The MCU guy's introduction to FPGAs: Configuration Techniques & Technologies -

The MCU guy’s introduction to FPGAs: Configuration Techniques & Technologies


This is the third column in our quest to introduce MCU guys and gals to the wonderful world of FPGAs (see also The MCU guy's introduction to FPGAs: The Hardware and The MCU guy's introduction to FPGAs: The Software).

As usual, before we plunge headfirst into the fray with gusto and abandon, it's probably a good idea to remind ourselves of some fundamental factoids so as to ensure that we're all tap-dancing to the same drum beat with regard to basic FPGA concepts (and I know whereof I speak, because my dear old dad used to be a tap-dancer on the variety hall stage as a young man).

As we discussed in the “Hardware” column, the primary programmable fabric inside an FPGA comprises “islands” of programmable logic blocks basking in a “sea” of programmable interconnect. The device will also include general-purpose input/output (GPIO) pins and pads, which are not shown in the illustration below.

The FPGA also contains a bunch of configuration cells — millions of the little rascals in the case of the larger devices. These configuration cells are used to perform a variety of tasks. Some will be used to define the contents of the lookup tables (LUTs). Others will be used to make or break connections between different sections of interconnect, thereby connecting the various entities within the device, including connecting the primary general-purpose input/output (GPIO) pins to the internal functional elements. Furthermore, the GPIO pins can be configured to support a wide variety of I/O standards, including voltages, termination impedances, slew rates, and so forth.

Alternative configuration cell technologies
There are three main technologies that are commonly used to implement the configuration cells inside an FPGA: antifuse, Flash, and SRAM-based.

Let's start with antifuses, which have historically been of interest for high-radiation environments like aerospace applications. Antifuse-based devices are programmed off-line using a special device programmer. These devices are non-volatile (their configuration data remains when the system is powered down) and their function is immediately available to the system when it first powers up. However, this is a one-time programmable (OTP) technology, which means that once you've programmed a device there's no going back.

Flash-based FPGAs may be programmed off-line or while resident on the circuit board. Like antifuse -based devices, the Flash configuration cells are non-volatile; unlike antifuse-based devices, the Flash configuration cells are multi-time programmable (MTP) and can be re-programmed with a new configuration if required. In some cases, the Flash is large enough to hold two or more configurations. This means that the device can be running using one configuration while a second configuration is loaded into another area of the Flash. Once the new configuration has been successfully loaded and verified, the device can be instructed to switch over. This is very useful with regard to tasks like performing secure remote upgrades.

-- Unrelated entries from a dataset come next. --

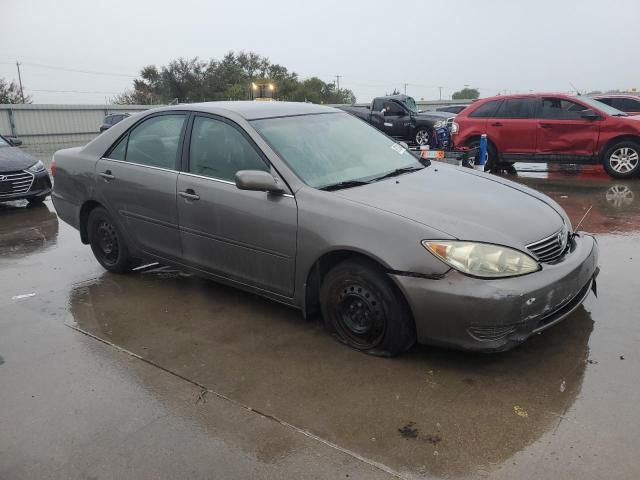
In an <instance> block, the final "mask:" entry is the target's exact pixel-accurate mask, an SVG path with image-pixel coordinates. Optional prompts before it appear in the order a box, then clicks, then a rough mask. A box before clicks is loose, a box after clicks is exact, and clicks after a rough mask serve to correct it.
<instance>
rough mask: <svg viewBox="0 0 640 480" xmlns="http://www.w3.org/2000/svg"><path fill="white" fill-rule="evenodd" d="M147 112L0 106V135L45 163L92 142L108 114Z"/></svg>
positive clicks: (44, 107)
mask: <svg viewBox="0 0 640 480" xmlns="http://www.w3.org/2000/svg"><path fill="white" fill-rule="evenodd" d="M154 106H155V105H154ZM148 108H150V107H149V106H147V105H0V134H2V135H7V136H12V137H17V138H19V139H20V140H22V148H24V150H26V151H27V152H29V153H30V154H32V155H34V156H35V157H36V158H39V159H41V160H43V161H45V162H48V161H49V160H50V159H51V156H52V155H53V153H54V152H55V151H56V150H59V149H61V148H69V147H76V146H79V145H84V144H86V143H87V142H89V141H90V140H92V139H93V138H94V137H95V136H96V135H98V134H99V127H100V124H101V123H102V120H103V119H104V117H105V115H107V114H108V113H114V112H127V113H136V112H139V111H141V110H146V109H148Z"/></svg>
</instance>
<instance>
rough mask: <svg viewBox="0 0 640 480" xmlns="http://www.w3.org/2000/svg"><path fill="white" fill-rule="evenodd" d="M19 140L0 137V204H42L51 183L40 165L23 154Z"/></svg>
mask: <svg viewBox="0 0 640 480" xmlns="http://www.w3.org/2000/svg"><path fill="white" fill-rule="evenodd" d="M21 144H22V142H21V141H20V140H17V139H14V138H5V137H3V136H0V202H8V201H11V200H22V199H27V200H28V201H29V203H30V204H33V203H42V202H43V201H44V199H45V198H46V197H47V195H49V194H50V193H51V179H50V178H49V173H48V172H47V169H46V167H45V166H44V164H43V163H42V162H41V161H40V160H38V159H36V158H33V157H32V156H31V155H29V154H27V153H25V152H23V151H22V150H20V149H19V148H16V147H17V146H18V145H21Z"/></svg>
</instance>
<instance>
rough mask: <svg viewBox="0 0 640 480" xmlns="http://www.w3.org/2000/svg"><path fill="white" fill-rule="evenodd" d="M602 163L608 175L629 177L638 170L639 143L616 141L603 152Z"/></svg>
mask: <svg viewBox="0 0 640 480" xmlns="http://www.w3.org/2000/svg"><path fill="white" fill-rule="evenodd" d="M602 165H603V166H604V169H605V170H606V171H607V173H608V174H609V176H610V177H613V178H631V177H633V176H635V175H637V174H638V173H639V172H640V144H638V143H636V142H629V141H625V142H618V143H615V144H613V145H612V146H611V147H609V148H608V149H607V151H606V152H604V157H603V158H602Z"/></svg>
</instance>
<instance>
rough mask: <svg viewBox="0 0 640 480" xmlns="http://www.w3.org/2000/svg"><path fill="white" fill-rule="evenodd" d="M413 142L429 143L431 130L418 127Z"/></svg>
mask: <svg viewBox="0 0 640 480" xmlns="http://www.w3.org/2000/svg"><path fill="white" fill-rule="evenodd" d="M415 142H416V144H418V145H419V146H423V145H429V144H430V143H431V130H429V129H428V128H419V129H418V131H417V132H416V137H415Z"/></svg>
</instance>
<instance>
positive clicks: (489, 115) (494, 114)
mask: <svg viewBox="0 0 640 480" xmlns="http://www.w3.org/2000/svg"><path fill="white" fill-rule="evenodd" d="M501 103H502V100H492V101H491V102H487V103H483V104H482V105H480V106H479V107H478V108H476V109H475V110H474V111H473V112H471V113H470V114H469V116H470V117H474V118H490V117H493V116H494V115H495V113H496V111H497V110H498V107H499V106H500V104H501Z"/></svg>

Both antifuse and Flash-based FPGAs have the advantage of low power consumption. However, both technologies require additional processing steps on top of the basic CMOS process used to create silicon chips, resulting in the fact that they are typically one or two generations behind the leading-edge fabrication technology.

In the case of SRAM-based FPGAs, each configuration bit has an associated SRAM cell. One advantage is that these devices can be created using the latest-and-greatest CMOS technology without requiring any additional process steps. One disadvantage is that they are volatile, which means their configuration is lost whenever power is removed from the system. This also means that SRAM-based FPGAs have to have their configuration reloaded every time the system is powered up.

Historically, SRAM-based FPGAs were not considered to be suitable for high-radiation environments. More recently, however, new techniques have come into play, like using triple modular redundancy (TMR), which involves replicating the design three times inside the device. When combined with having the FPGA constantly perform CRC checks on its configuration bits and reloading any portion of the device that becomes corrupted, this approach has proved to be so successful that multiple SRAM-based FPGAs are on the Curiosity Rover, which is currently trundling around Mars (the rover also contains a bunch of antifuse-based FPGAs).

Last, but not least, some FPGAs use a hybrid approach that involves a mix of Flash and SRAM configuration cells. On power-up, the contents of the Flash are copied over into the SRAM-based configuration cells in a massively parallel fashion. Later, a new configuration can be loaded into the Flash while the FPGA keeps running using the old configuration stored in its SRAM.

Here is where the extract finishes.